Quelle économie psychique est au fond des personnalités à potentiel fasciste aujourd’hui, et comment a-t-elle été forgée par des processus sociaux contemporains ? Telles sont les questions de la récente étude de deux sociologues de Bâle, Carolin Amlinger et Oliver Nachtwey, intitulée « Plaisir de destruction. Éléments du fascisme démocratique » (« Zerstörungslust. Elemente des demokratischen Faschismus ») et publié en octobre 2025 chez l’éditeur allemand Suhrkamp. Lauréat du prix « Geschwister Scholl », l’ouvrage a rencontré un succès immédiat en Allemagne, notamment pour sa tentative de proposer une étude empirique d’envergure sur les affects aujourd’hui politisés par la droite autoritaire. Ce travail repose sur un sondage effectué auprès de 2600 personnes en Allemagne et 41 entretiens approfondis avec des personnes choisies selon différents critères : des personnes ayant montré une « personnalité destructrice » (« destruktive Persönlichkeit », p. 17) lors du sondage, des soutiens de l’AfD ou des personnes engagées dans une association autoritaire-libertaire contactées par les chercheurs (p. 19).

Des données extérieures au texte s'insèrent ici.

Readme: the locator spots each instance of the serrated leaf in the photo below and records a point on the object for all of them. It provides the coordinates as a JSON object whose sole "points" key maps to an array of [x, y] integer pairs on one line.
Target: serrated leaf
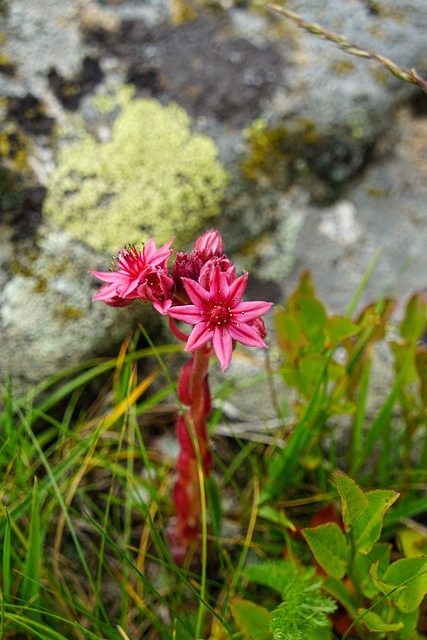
{"points": [[413, 543], [311, 316], [340, 591], [412, 572], [353, 500], [362, 564], [252, 619], [367, 527], [330, 548], [338, 328], [375, 623]]}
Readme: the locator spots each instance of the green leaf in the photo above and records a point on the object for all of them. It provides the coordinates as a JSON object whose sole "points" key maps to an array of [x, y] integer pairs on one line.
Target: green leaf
{"points": [[362, 564], [318, 633], [367, 527], [338, 328], [413, 543], [288, 334], [271, 514], [414, 322], [31, 582], [214, 504], [329, 546], [404, 582], [413, 572], [409, 621], [251, 619], [353, 500], [6, 556], [311, 316], [421, 365], [340, 591], [276, 574], [375, 623]]}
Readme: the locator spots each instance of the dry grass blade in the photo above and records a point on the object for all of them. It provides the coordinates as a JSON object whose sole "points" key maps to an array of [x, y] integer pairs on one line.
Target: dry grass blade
{"points": [[407, 75]]}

Les sociologues de Bâle développent un programme ambitieux : saisir le changement social, économique et affectif survenu après la Seconde Guerre mondiale et étudier les « structures affectives de profondeur » ( « affektive Tiefenstrukturen », p. 16) produites par cette nouvelle organisation sociale. L’objectif est de livrer une analyse du fascisme contemporain, étudié dans ses variantes allemande (AfD) et états-unienne (MAGA) et de comprendre la structure affective qui conduit au vote pour la droite autoritaire.